I put your functions up on the Godbolt Compiler explorer (which recently added a newer version of Intel's compiler than icc13).
clang-3.9 foolishly uses cmov
for test1, from -O1 to -O3. A branch that predictable would be better done with a jump, if it's not peeled entirely. (Perhaps an unsigned loop counter / upper bound would help the compiler figure out what's going, but I didn't try.)
gcc uses a conditional branch for test1, and a function-arg counter version of test2. The branching looks reasonable, with the i!=0 case being the fall-through not-taken side of the CMP/JE. But it still actually counts the loop counter up to the max, as well as incrementing k
.
In test2 gcc just runs up the loop counter and multiplies it outside the loop.

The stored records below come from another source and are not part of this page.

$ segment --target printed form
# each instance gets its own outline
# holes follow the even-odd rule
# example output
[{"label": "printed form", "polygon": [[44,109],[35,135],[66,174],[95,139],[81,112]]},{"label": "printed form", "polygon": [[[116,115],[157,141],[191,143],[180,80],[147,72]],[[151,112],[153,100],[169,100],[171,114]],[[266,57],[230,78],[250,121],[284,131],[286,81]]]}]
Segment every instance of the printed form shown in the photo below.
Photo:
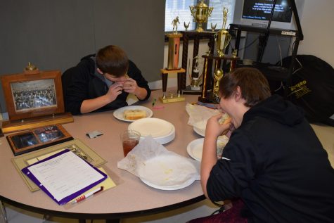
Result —
[{"label": "printed form", "polygon": [[104,177],[72,152],[28,167],[58,201]]}]

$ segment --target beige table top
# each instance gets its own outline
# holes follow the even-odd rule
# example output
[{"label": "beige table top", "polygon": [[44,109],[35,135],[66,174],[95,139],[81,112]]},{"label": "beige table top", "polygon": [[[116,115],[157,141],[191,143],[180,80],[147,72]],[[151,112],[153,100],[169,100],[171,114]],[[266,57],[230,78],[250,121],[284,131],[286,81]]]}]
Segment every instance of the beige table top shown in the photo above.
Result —
[{"label": "beige table top", "polygon": [[[150,100],[138,105],[152,109],[153,98],[156,106],[165,108],[153,110],[153,117],[164,119],[176,128],[175,139],[164,145],[168,150],[190,158],[186,147],[191,141],[201,136],[187,125],[187,102],[198,101],[195,95],[186,95],[186,101],[162,103],[158,97],[161,91],[152,92]],[[96,151],[108,163],[103,167],[111,172],[111,178],[117,186],[100,195],[75,205],[59,206],[41,191],[30,192],[11,163],[14,155],[5,138],[0,146],[0,199],[21,208],[56,216],[86,219],[121,218],[158,212],[186,205],[204,199],[200,181],[176,191],[162,191],[144,184],[138,177],[117,167],[117,161],[124,158],[120,133],[127,129],[131,122],[120,121],[113,111],[75,116],[73,123],[63,127],[75,138]],[[89,139],[86,133],[99,130],[103,136]]]}]

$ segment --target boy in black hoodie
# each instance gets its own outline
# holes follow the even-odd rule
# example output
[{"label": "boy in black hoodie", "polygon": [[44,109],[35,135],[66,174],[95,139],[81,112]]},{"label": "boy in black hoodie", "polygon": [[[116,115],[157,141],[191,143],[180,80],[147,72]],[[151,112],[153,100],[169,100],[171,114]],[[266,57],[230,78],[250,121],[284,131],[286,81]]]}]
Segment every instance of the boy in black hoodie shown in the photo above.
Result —
[{"label": "boy in black hoodie", "polygon": [[127,106],[129,93],[148,99],[148,82],[125,52],[106,46],[84,57],[62,75],[65,109],[72,115],[117,109]]},{"label": "boy in black hoodie", "polygon": [[214,201],[239,199],[244,222],[334,222],[334,171],[303,111],[271,96],[267,80],[255,68],[227,74],[219,91],[220,106],[236,130],[217,161],[217,139],[230,124],[219,125],[221,115],[207,122],[201,163],[205,195]]}]

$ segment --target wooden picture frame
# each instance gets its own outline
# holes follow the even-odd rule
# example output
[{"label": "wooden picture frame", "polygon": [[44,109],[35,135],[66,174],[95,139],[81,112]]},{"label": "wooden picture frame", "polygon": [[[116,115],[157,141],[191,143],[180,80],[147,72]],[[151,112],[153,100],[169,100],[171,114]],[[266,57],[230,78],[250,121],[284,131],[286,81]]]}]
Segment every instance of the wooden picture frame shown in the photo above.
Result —
[{"label": "wooden picture frame", "polygon": [[13,134],[6,136],[14,155],[72,140],[60,125],[50,125]]},{"label": "wooden picture frame", "polygon": [[10,120],[65,111],[59,70],[3,75],[1,82]]}]

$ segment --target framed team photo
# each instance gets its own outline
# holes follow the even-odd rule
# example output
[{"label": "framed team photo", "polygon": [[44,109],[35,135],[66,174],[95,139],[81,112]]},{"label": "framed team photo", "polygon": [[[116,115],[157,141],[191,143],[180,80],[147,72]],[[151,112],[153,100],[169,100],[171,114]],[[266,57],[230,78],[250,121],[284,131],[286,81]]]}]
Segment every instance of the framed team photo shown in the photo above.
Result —
[{"label": "framed team photo", "polygon": [[4,75],[1,83],[10,120],[64,112],[60,71]]}]

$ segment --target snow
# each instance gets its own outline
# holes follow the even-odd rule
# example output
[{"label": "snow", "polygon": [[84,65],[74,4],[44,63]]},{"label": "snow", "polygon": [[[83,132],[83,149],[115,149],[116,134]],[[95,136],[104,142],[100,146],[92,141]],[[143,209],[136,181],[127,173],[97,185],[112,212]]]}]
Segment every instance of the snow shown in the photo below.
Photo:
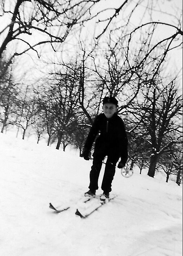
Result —
[{"label": "snow", "polygon": [[[125,178],[116,168],[117,196],[82,219],[75,202],[88,189],[91,161],[2,134],[0,160],[1,255],[182,255],[182,188],[165,177],[135,168]],[[55,214],[50,202],[72,206]]]}]

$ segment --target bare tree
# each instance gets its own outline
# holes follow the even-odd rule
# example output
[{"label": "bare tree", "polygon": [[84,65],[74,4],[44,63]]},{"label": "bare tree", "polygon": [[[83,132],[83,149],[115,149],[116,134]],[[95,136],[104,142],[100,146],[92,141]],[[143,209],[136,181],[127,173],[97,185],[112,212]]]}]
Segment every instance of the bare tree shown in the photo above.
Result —
[{"label": "bare tree", "polygon": [[160,85],[160,82],[157,85],[154,81],[147,85],[135,114],[140,120],[137,128],[144,135],[151,149],[148,175],[151,177],[154,176],[160,156],[169,152],[172,145],[181,143],[181,96],[176,88],[175,81],[165,85]]}]

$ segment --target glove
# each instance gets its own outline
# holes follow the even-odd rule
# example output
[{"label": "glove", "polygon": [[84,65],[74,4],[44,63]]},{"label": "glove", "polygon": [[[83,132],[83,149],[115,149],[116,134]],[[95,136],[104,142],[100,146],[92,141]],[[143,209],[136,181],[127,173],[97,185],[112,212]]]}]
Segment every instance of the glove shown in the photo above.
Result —
[{"label": "glove", "polygon": [[88,157],[89,152],[88,151],[84,150],[82,155],[82,157],[83,157],[85,160],[87,161],[90,159]]},{"label": "glove", "polygon": [[117,168],[119,168],[120,169],[122,169],[125,166],[125,164],[124,164],[123,163],[122,161],[119,162],[118,164],[117,165]]}]

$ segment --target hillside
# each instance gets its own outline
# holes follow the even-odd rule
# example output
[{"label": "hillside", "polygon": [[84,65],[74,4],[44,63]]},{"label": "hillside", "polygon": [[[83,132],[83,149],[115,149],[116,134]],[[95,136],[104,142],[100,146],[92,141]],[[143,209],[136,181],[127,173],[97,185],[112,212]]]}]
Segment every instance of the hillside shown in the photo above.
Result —
[{"label": "hillside", "polygon": [[[88,189],[90,161],[2,134],[0,158],[1,255],[182,255],[182,188],[161,174],[135,168],[125,178],[117,168],[117,196],[82,219],[76,202]],[[54,214],[50,202],[72,207]]]}]

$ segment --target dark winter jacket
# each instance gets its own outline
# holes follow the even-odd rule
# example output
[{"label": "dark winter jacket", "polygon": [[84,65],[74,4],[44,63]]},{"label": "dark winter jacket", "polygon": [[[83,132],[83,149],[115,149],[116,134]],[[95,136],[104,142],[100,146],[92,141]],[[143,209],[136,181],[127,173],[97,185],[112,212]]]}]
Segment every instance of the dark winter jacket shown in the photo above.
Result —
[{"label": "dark winter jacket", "polygon": [[115,114],[108,119],[104,114],[96,118],[89,132],[83,151],[89,154],[97,135],[95,148],[105,148],[120,157],[125,164],[128,158],[128,140],[123,121]]}]

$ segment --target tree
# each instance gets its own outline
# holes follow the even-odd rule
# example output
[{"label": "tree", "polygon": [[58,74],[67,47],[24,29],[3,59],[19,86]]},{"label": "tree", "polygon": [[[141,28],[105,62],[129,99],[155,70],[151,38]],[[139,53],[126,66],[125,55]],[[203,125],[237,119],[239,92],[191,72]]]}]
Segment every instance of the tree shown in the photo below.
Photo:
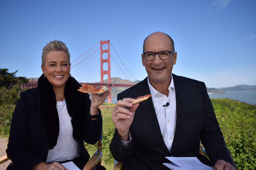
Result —
[{"label": "tree", "polygon": [[25,77],[16,77],[15,74],[18,71],[8,73],[7,68],[0,69],[0,87],[5,87],[10,89],[15,84],[24,84],[28,81]]}]

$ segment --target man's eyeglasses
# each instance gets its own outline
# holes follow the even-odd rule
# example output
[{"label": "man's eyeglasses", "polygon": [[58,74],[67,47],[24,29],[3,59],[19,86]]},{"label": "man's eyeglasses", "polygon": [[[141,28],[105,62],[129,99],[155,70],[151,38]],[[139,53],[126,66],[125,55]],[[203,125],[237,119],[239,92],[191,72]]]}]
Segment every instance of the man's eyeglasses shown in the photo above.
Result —
[{"label": "man's eyeglasses", "polygon": [[154,60],[156,58],[156,56],[158,54],[159,57],[162,60],[167,60],[170,58],[171,54],[174,53],[174,51],[163,51],[158,52],[147,52],[143,53],[145,59],[147,60]]}]

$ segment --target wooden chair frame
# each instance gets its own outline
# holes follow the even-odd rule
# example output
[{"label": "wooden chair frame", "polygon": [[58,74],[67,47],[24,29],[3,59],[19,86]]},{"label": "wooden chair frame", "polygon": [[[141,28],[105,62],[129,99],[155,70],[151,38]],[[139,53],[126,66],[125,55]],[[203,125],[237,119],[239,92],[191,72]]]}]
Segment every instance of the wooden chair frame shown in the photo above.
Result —
[{"label": "wooden chair frame", "polygon": [[[205,150],[204,147],[204,145],[202,144],[201,141],[200,141],[200,147],[199,148],[199,153],[202,155],[204,155],[207,156],[207,153],[205,151]],[[114,163],[114,166],[113,169],[113,170],[121,170],[123,167],[123,162],[119,162],[115,160]]]}]

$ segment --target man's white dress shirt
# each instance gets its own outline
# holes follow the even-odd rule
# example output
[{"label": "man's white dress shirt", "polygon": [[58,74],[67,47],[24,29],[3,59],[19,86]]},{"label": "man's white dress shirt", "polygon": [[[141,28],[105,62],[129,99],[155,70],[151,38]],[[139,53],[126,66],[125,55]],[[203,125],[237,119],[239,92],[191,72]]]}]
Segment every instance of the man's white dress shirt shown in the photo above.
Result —
[{"label": "man's white dress shirt", "polygon": [[[169,151],[171,151],[172,148],[176,127],[176,96],[173,79],[172,74],[172,80],[168,88],[169,94],[167,97],[155,89],[151,85],[148,77],[150,94],[153,94],[151,97],[159,126],[163,139]],[[163,106],[166,105],[167,102],[170,104],[168,106]],[[130,133],[129,135],[129,141],[122,141],[124,147],[128,146],[132,139]]]}]

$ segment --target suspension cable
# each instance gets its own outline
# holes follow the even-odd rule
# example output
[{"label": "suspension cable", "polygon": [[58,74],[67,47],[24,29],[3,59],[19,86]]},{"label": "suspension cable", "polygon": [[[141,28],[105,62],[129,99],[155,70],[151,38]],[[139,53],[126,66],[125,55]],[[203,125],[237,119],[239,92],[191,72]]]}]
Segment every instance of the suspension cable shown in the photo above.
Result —
[{"label": "suspension cable", "polygon": [[118,54],[117,54],[117,53],[116,52],[116,50],[115,49],[115,48],[114,48],[114,47],[113,47],[113,45],[112,45],[112,44],[111,43],[111,42],[109,41],[109,42],[110,42],[110,44],[111,44],[111,46],[112,47],[112,48],[113,48],[113,49],[114,49],[114,50],[115,51],[115,52],[116,52],[116,55],[117,55],[117,57],[118,57],[118,58],[119,58],[119,59],[120,59],[120,60],[121,61],[121,62],[122,62],[122,63],[123,63],[123,64],[124,65],[124,67],[125,67],[125,68],[126,68],[126,70],[127,70],[128,71],[128,72],[129,72],[129,73],[131,74],[131,75],[132,75],[132,77],[133,78],[134,78],[134,79],[135,80],[137,80],[137,79],[136,79],[135,78],[135,77],[134,77],[134,76],[133,76],[132,75],[132,73],[131,73],[131,72],[130,72],[129,71],[129,70],[128,70],[128,69],[127,68],[127,67],[126,67],[126,66],[125,66],[125,65],[124,65],[124,64],[123,62],[123,61],[122,61],[122,60],[121,59],[121,58],[120,58],[120,57],[119,57],[119,56],[118,55]]}]

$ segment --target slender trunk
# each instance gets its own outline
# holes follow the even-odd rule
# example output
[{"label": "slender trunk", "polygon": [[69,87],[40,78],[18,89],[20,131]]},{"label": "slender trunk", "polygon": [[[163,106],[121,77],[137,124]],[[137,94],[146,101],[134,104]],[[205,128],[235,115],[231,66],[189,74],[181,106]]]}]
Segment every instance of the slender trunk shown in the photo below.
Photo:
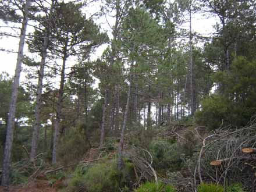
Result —
[{"label": "slender trunk", "polygon": [[175,93],[174,93],[174,119],[176,120],[176,95]]},{"label": "slender trunk", "polygon": [[144,107],[144,128],[146,127],[146,106]]},{"label": "slender trunk", "polygon": [[61,123],[61,113],[62,111],[63,95],[64,93],[66,61],[67,58],[66,55],[67,47],[67,40],[66,42],[66,45],[63,49],[64,55],[63,58],[62,69],[61,70],[61,83],[59,85],[59,89],[58,95],[58,101],[57,101],[57,106],[56,106],[57,115],[55,122],[55,125],[54,127],[54,142],[52,146],[52,164],[55,164],[56,163],[56,151],[57,151],[58,141],[59,134],[59,126]]},{"label": "slender trunk", "polygon": [[178,82],[177,86],[177,119],[179,120],[179,95],[180,95],[180,84]]},{"label": "slender trunk", "polygon": [[[170,91],[168,91],[168,97],[170,97]],[[167,125],[169,125],[170,122],[170,103],[169,102],[167,105]]]},{"label": "slender trunk", "polygon": [[158,98],[159,100],[159,106],[158,106],[158,125],[160,125],[162,121],[162,105],[161,102],[161,94],[159,93],[158,95]]},{"label": "slender trunk", "polygon": [[189,49],[190,49],[190,86],[191,86],[191,115],[194,115],[195,111],[195,91],[194,91],[194,78],[193,74],[193,49],[192,49],[192,27],[191,27],[191,10],[189,11]]},{"label": "slender trunk", "polygon": [[147,127],[148,129],[151,127],[151,103],[148,103],[148,114],[147,118]]},{"label": "slender trunk", "polygon": [[114,91],[114,95],[112,99],[112,106],[111,109],[111,123],[110,123],[110,130],[111,132],[113,129],[114,124],[115,124],[115,114],[117,113],[116,111],[116,103],[117,103],[117,99],[118,99],[118,90],[117,88],[117,86],[115,86],[115,91]]},{"label": "slender trunk", "polygon": [[102,106],[102,120],[101,122],[101,139],[99,141],[99,148],[103,147],[103,144],[104,143],[105,137],[105,115],[106,111],[106,105],[108,104],[108,91],[106,88],[104,93],[104,103]]},{"label": "slender trunk", "polygon": [[185,116],[185,106],[186,106],[186,91],[187,90],[187,75],[189,74],[189,69],[187,70],[187,74],[186,75],[185,85],[184,87],[184,95],[183,95],[183,117]]},{"label": "slender trunk", "polygon": [[44,127],[44,150],[47,150],[47,126]]},{"label": "slender trunk", "polygon": [[26,32],[27,30],[27,22],[29,20],[29,8],[30,5],[30,0],[27,0],[26,2],[26,5],[24,8],[24,17],[22,22],[22,27],[20,31],[21,33],[19,44],[18,55],[15,69],[15,75],[12,87],[12,95],[10,101],[8,120],[6,127],[6,136],[3,153],[1,185],[6,187],[6,190],[8,191],[9,191],[8,186],[10,182],[10,162],[12,145],[13,139],[16,102],[18,95],[20,72],[22,71],[22,59],[23,58],[23,48],[25,44]]},{"label": "slender trunk", "polygon": [[51,121],[52,121],[52,126],[51,126],[52,132],[51,132],[51,145],[50,145],[51,151],[52,151],[52,148],[54,147],[54,125],[55,125],[55,120],[54,120],[55,113],[55,93],[54,93],[54,101],[52,102],[52,120],[51,120]]},{"label": "slender trunk", "polygon": [[138,121],[138,76],[137,74],[134,75],[134,121],[137,122]]},{"label": "slender trunk", "polygon": [[155,104],[155,125],[158,124],[158,105],[157,104]]},{"label": "slender trunk", "polygon": [[116,116],[116,120],[115,120],[115,129],[116,130],[119,129],[119,86],[116,86],[116,112],[115,112],[115,116]]},{"label": "slender trunk", "polygon": [[32,136],[31,149],[30,159],[33,159],[37,155],[38,133],[40,127],[40,112],[42,104],[42,80],[45,65],[45,60],[47,55],[47,47],[48,45],[48,37],[47,31],[45,32],[44,44],[42,49],[42,58],[40,62],[40,69],[38,73],[38,81],[37,83],[37,98],[34,115],[34,122]]},{"label": "slender trunk", "polygon": [[[133,51],[134,50],[134,44],[133,45]],[[131,82],[133,81],[133,68],[134,65],[134,61],[133,59],[131,61],[131,65],[130,67],[130,80],[129,80],[129,86],[128,87],[128,93],[127,95],[127,100],[126,100],[126,105],[125,106],[125,114],[123,116],[123,125],[122,126],[121,130],[121,135],[120,138],[119,144],[118,145],[118,168],[119,170],[121,170],[122,167],[123,166],[123,144],[124,144],[124,139],[125,139],[125,131],[126,127],[126,122],[128,116],[128,111],[129,109],[130,105],[130,100],[131,97]]]}]

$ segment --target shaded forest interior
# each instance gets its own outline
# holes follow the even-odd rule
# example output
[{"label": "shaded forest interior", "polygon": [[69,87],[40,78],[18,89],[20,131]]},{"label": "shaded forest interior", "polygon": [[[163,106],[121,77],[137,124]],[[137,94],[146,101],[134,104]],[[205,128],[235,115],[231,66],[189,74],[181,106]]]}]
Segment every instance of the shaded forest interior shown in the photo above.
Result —
[{"label": "shaded forest interior", "polygon": [[255,6],[0,0],[0,191],[256,191]]}]

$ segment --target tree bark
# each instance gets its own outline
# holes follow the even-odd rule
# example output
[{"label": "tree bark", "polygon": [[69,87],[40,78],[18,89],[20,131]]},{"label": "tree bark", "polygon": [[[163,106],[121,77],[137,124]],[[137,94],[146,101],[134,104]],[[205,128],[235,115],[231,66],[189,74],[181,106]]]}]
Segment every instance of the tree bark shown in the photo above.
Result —
[{"label": "tree bark", "polygon": [[58,95],[58,101],[56,106],[56,119],[54,126],[54,142],[52,145],[52,163],[56,164],[56,151],[58,146],[58,137],[59,134],[59,124],[61,123],[61,113],[62,110],[62,102],[63,95],[64,93],[64,83],[65,83],[65,75],[66,68],[66,61],[67,58],[66,51],[67,47],[67,40],[66,41],[66,44],[63,49],[63,57],[62,62],[62,68],[61,74],[61,83]]},{"label": "tree bark", "polygon": [[151,127],[151,103],[148,103],[148,113],[147,117],[147,127],[148,129]]},{"label": "tree bark", "polygon": [[[134,44],[133,44],[133,51],[134,50]],[[129,109],[129,105],[130,105],[130,100],[131,97],[131,82],[133,81],[133,65],[134,65],[134,59],[133,58],[131,61],[131,65],[130,67],[130,80],[129,80],[129,86],[128,87],[128,93],[127,95],[127,100],[126,100],[126,104],[125,106],[125,114],[123,116],[123,125],[122,126],[122,130],[121,130],[121,135],[120,138],[120,141],[119,144],[118,145],[118,168],[120,170],[122,169],[122,166],[123,166],[123,144],[124,144],[124,140],[125,140],[125,131],[126,127],[126,122],[127,122],[127,119],[128,116],[128,111]]]},{"label": "tree bark", "polygon": [[180,96],[180,84],[178,81],[178,84],[177,85],[177,119],[179,120],[179,96]]},{"label": "tree bark", "polygon": [[31,149],[30,159],[33,159],[37,155],[38,133],[40,127],[40,112],[42,104],[42,80],[44,79],[44,67],[47,56],[47,47],[48,45],[48,37],[47,31],[45,32],[44,44],[42,49],[42,58],[40,62],[40,69],[38,73],[38,81],[37,83],[37,98],[34,115],[34,122],[32,136]]},{"label": "tree bark", "polygon": [[192,49],[192,26],[191,26],[191,5],[189,10],[189,51],[190,51],[190,86],[191,86],[191,115],[194,115],[195,111],[195,101],[194,91],[194,78],[193,74],[193,49]]},{"label": "tree bark", "polygon": [[105,115],[106,115],[106,109],[107,104],[108,104],[108,91],[107,89],[105,89],[104,93],[104,103],[103,104],[103,106],[102,106],[102,120],[101,122],[101,139],[99,141],[99,148],[102,148],[103,147],[103,144],[104,143]]},{"label": "tree bark", "polygon": [[12,145],[13,139],[13,131],[15,128],[15,112],[16,109],[17,98],[20,72],[22,71],[22,63],[23,58],[23,48],[25,44],[26,32],[27,22],[29,20],[29,8],[30,6],[31,1],[27,0],[24,8],[23,20],[19,44],[18,55],[17,58],[15,74],[12,87],[12,95],[10,98],[8,120],[6,127],[6,136],[5,143],[5,150],[3,159],[3,171],[2,173],[1,185],[7,187],[6,190],[9,191],[9,184],[10,182],[10,162],[11,157]]}]

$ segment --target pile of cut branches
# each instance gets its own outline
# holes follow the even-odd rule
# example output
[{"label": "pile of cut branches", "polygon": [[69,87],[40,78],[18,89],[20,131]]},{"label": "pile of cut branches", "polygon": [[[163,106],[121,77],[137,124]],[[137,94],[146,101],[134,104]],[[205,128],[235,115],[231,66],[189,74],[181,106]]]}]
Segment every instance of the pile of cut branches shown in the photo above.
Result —
[{"label": "pile of cut branches", "polygon": [[194,184],[209,182],[241,183],[255,191],[256,122],[243,128],[221,127],[202,140],[194,172]]}]

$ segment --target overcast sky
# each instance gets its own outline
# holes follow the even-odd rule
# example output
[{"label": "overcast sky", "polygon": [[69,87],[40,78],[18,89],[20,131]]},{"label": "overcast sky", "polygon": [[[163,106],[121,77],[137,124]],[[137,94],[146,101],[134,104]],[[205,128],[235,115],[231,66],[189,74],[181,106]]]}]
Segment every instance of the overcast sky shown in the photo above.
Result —
[{"label": "overcast sky", "polygon": [[[98,11],[99,9],[99,5],[95,5],[93,7],[88,9],[88,10],[85,10],[85,11],[88,13],[90,12],[94,13]],[[202,16],[200,14],[195,14],[193,16],[192,20],[192,26],[193,31],[195,31],[201,34],[209,34],[214,31],[212,28],[213,24],[215,24],[217,22],[215,18],[211,17],[209,19],[202,19]],[[108,22],[111,24],[113,24],[114,18],[108,17]],[[105,17],[101,19],[98,19],[96,21],[98,24],[100,24],[101,28],[106,30],[108,29],[108,22],[106,22]],[[2,27],[2,26],[6,26],[5,24],[0,21],[0,30],[4,31],[6,30],[6,28]],[[189,25],[185,24],[183,28],[189,29]],[[33,28],[29,27],[27,32],[32,32]],[[17,35],[19,35],[20,31],[17,30]],[[18,49],[18,43],[19,39],[13,37],[2,37],[0,39],[0,48],[4,48],[8,50],[13,50],[14,51],[17,51]],[[97,56],[101,55],[101,53],[104,49],[106,48],[106,45],[102,46],[99,48],[95,55],[93,56],[94,59]],[[24,53],[27,52],[27,46],[24,48]],[[13,76],[15,73],[17,54],[16,53],[7,53],[6,52],[0,51],[0,73],[2,72],[6,72],[9,74]],[[72,60],[73,59],[70,59],[69,60]],[[22,74],[21,81],[24,80],[24,73]]]}]

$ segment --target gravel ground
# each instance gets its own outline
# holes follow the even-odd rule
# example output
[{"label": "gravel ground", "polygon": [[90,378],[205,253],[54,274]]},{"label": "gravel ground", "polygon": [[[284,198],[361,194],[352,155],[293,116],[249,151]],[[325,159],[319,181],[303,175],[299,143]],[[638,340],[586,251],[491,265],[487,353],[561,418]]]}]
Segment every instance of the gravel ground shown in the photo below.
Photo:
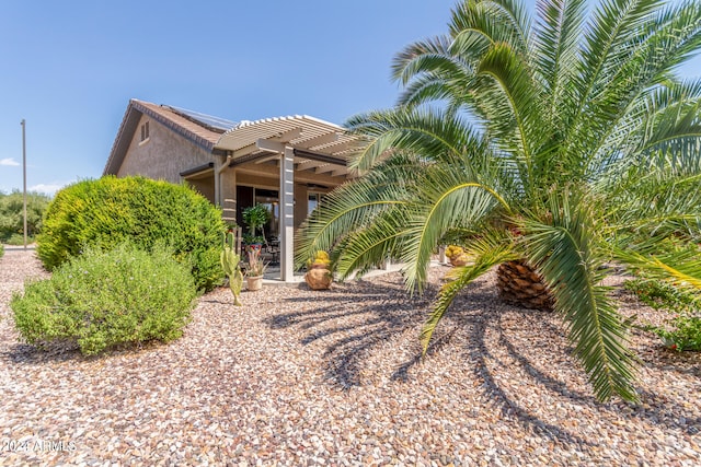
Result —
[{"label": "gravel ground", "polygon": [[[185,336],[83,358],[19,342],[8,302],[45,277],[0,259],[0,465],[701,465],[701,355],[635,334],[643,402],[600,405],[552,315],[466,291],[420,362],[434,288],[200,299]],[[654,319],[621,293],[623,312]],[[639,310],[636,310],[639,308]]]}]

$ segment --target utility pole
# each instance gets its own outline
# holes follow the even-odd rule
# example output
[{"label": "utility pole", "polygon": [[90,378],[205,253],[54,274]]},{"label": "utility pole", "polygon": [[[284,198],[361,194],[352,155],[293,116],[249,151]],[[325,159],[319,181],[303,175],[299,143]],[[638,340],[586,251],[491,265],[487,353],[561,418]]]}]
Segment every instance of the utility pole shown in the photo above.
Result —
[{"label": "utility pole", "polygon": [[26,250],[26,122],[22,119],[22,191],[24,192],[24,249]]}]

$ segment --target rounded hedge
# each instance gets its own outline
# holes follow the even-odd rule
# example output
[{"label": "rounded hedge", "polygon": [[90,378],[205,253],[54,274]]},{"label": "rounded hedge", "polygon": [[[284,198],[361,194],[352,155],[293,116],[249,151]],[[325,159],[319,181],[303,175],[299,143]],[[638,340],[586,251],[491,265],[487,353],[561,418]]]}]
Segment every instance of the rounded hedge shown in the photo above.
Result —
[{"label": "rounded hedge", "polygon": [[125,343],[179,338],[197,291],[189,270],[156,245],[130,243],[103,253],[89,247],[50,279],[25,284],[10,307],[28,343],[68,341],[84,354]]},{"label": "rounded hedge", "polygon": [[56,194],[48,206],[37,255],[54,270],[88,245],[110,249],[130,241],[150,250],[162,241],[187,264],[198,289],[221,282],[221,212],[186,185],[143,177],[106,176]]}]

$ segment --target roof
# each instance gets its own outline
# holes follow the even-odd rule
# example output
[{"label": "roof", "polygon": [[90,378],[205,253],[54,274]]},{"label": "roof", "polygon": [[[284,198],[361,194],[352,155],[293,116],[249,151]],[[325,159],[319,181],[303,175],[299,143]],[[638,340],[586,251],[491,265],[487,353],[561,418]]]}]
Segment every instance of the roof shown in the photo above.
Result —
[{"label": "roof", "polygon": [[[295,149],[297,163],[322,172],[346,166],[358,138],[329,121],[307,115],[235,122],[193,110],[130,100],[104,174],[116,174],[129,149],[141,115],[148,115],[212,154],[231,156],[231,166],[269,157],[281,145]],[[336,171],[337,172],[337,171]],[[344,171],[346,173],[346,171]]]},{"label": "roof", "polygon": [[232,151],[235,161],[250,154],[269,152],[257,144],[260,140],[345,160],[353,152],[357,137],[346,133],[335,124],[308,115],[295,115],[241,121],[221,135],[216,148]]},{"label": "roof", "polygon": [[[130,100],[112,145],[110,157],[107,157],[103,175],[116,174],[119,170],[129,149],[131,138],[141,120],[141,115],[148,115],[207,152],[212,152],[215,144],[219,141],[219,137],[226,130],[199,121],[205,117],[209,117],[205,114],[191,113],[192,115],[188,115],[188,113],[191,113],[191,110],[170,107],[168,105],[151,104],[136,98]],[[199,116],[199,118],[196,118],[196,116]],[[235,124],[232,122],[232,126],[233,125]]]}]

ICC17 unrolls test1 pretty aggressively, with multiple integer registers as accumulators so more than one ADD or INC can happen in parallel. IDK if it helps, because it spills one of its accumulators, with a memory-destination ADD. Actually I think its unrolled enough that the ~20 uop loop is only slowed down from 5 to 6 cycles per iteration by the bottleneck on a memory-destination ADD (on Intel Haswell), instead of the bottleneck on integer ALU ADD/INC instructions (4 per clock on Haswell). It does the +=2 and +=1 in different registers, and combines at the end (I assume, I just looked at the loop with the cmp rdx, 1249999999
end condition. It's amusing how aggressively it manages to optimize the loop without just optimizing it down to a constant like it does for test2.